"İçtihat Metni"
...
MAHKEMESİ : Samsun Bölge Adliye Mahkemesi 4. Hukuk Dairesi
SAYISI : 2023/408 E., 2023/1026 K.
DAVA TARİHİ : 03.10.2019
KARAR : Başvurunun kısmen kabulü ile esas hakkında yeniden hüküm kurma
İLK DERECE MAHKEMESİ : Çorum 1. Aile Mahkemesi
SAYISI : 2019/671 E., 2022/534 K.
Taraflar arasındaki karşılıklı boşanma davalarından dolayı yapılan yargılama sonunda İlk Derece Mahkemesince erkeğin boşanma davasının kabulü ile tarafların boşanmalarına ve fer'ilere, kadının karşı boşanma ve ziynet alacağı davalarının ise reddine karar verilmiştir.
Kararın davalı-karşı davacı kadın vekili tarafından istinaf edilmesi üzerine, Bölge Adliye Mahkemesince başvurunun kısmen kabulü ile İlk Derece Mahkemesi hükmünün ilgili bölümlerini kaldırılarak yeniden esas hakkında hüküm kurulmak suretiyle kadının boşanma davasının kabulüne ve kadın lehine tedbir nafakasına karar verilmiştir.

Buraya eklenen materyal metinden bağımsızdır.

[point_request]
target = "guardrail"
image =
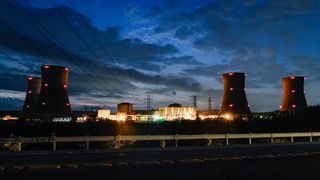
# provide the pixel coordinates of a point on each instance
(162, 138)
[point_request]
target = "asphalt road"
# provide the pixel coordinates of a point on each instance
(281, 161)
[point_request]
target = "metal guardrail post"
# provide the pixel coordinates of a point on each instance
(87, 142)
(175, 140)
(54, 143)
(227, 139)
(19, 144)
(117, 143)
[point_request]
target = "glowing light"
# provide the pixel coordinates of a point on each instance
(228, 117)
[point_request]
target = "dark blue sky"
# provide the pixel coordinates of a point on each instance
(124, 50)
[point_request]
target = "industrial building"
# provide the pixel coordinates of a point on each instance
(125, 107)
(53, 99)
(234, 100)
(32, 96)
(177, 111)
(293, 94)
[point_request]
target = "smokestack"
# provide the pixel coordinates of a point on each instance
(234, 99)
(32, 95)
(54, 91)
(293, 94)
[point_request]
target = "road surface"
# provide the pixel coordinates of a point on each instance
(277, 161)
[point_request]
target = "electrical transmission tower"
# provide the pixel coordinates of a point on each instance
(194, 101)
(148, 103)
(209, 104)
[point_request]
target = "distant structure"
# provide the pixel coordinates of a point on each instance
(234, 99)
(194, 101)
(210, 105)
(54, 100)
(125, 107)
(177, 111)
(293, 94)
(32, 96)
(148, 103)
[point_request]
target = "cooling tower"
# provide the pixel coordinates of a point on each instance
(54, 91)
(234, 99)
(32, 96)
(293, 94)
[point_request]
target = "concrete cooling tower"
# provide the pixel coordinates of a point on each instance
(234, 100)
(54, 91)
(293, 94)
(32, 96)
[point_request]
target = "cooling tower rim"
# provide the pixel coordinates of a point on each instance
(29, 78)
(234, 73)
(48, 66)
(293, 77)
(125, 103)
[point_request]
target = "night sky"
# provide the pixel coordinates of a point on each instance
(122, 51)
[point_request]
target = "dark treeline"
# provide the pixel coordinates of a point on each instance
(300, 121)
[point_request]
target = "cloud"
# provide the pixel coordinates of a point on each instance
(102, 64)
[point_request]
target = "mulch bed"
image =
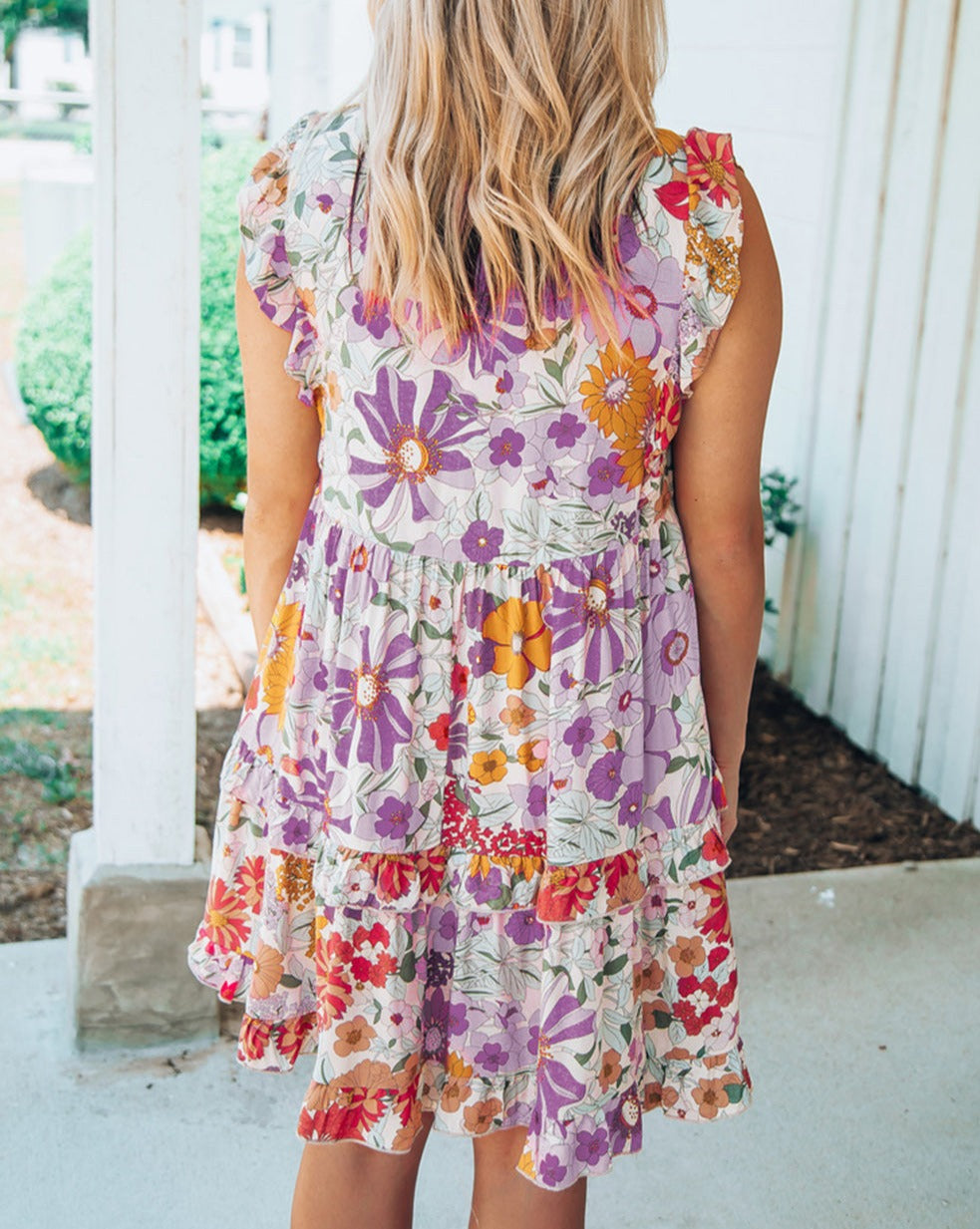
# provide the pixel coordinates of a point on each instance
(811, 800)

Bölge Adliye Mahkemesi kararı taraf vekilleri tarafından temyiz edilmekle; kesinlik, süre, temyiz şartı ve diğer usul eksiklikleri yönünden yapılan ön inceleme sonucunda, temyiz dilekçesinin kabulüne karar verildikten ve Tetkik Hâkimi tarafından hazırlanan rapor dinlendikten sonra dosyadaki belgeler incelenip gereği düşünüldü:
I. DAVA
Davacı-karşı davalı erkek vekili dava dilekçesinde; tarafların görücü usulü olarak 2019 yılı mart ayında evlendiklerini, davalı tarafın Adana' da müvekkilinin Çorum Uğurludağ İlçesinde yaşadığını, tarafların evlendikten sonra Uğurludağ' da yaşamaya başladıklarını, müvekkilinin evlenirken, hem Uğurludağ' da hem de Adana' da düğün yaptığını, düğünlerin tüm masraflarının müvekkili tarafından karşılandığını, davalı tarafın müvekkilini aldattığını, müvekkiline karşı hakaretlerde bulunduğunu, davalı tarafın müvekkiline ait hattan tanımadığı insanlarla konuştuğunu, sonrasında konuştuğu kişinin Niğde' de patates tüccarlığı yapan Seçkin isminde bir şahıs olduğunu, müvekkilinin kişi ile görüştüğünde, ben Fehmiye isminde birisiyle konuşuyorum, kendisine bekar olduğunu boşanmak üzere olduğunu söylediğini, sonrasında yine Niğde ilinde oturan İhsan isminde birisiyle de konuştuğunu tespit ettiğini, davalı tarafın Niğde' ye gitmek istediğini, izin vermek istemeyince kendisine hakaretlerde bulunduğunu, sonrasında davalının babasını aradığını, babasının söylemesi ile Adana' ya gittiğini, davalı tarafların evli kaldıkları süre içerisinde davalı tarafın müvekkilinin ailesine de çok kötü davrandığını, ortak evle ilgilenmediğini, müvekkiline yemek ve kahvaltı dahi hazırlamadığını, tarafların ortak bir evde yaşamasının taraflar için çekilmez bir hale geldiğini ileri sürerek tarafların 4721 sayılı Türk Medeni Kanunu'nun (4721 sayılı Kanun) 166 ncı maddesinin birinci fıkrası gereği boşanmalarına, lehine 50.000,00 TL maddî, 50.000,00 TL manevî tazminata karar verilmesini talep ve dava etmiştir.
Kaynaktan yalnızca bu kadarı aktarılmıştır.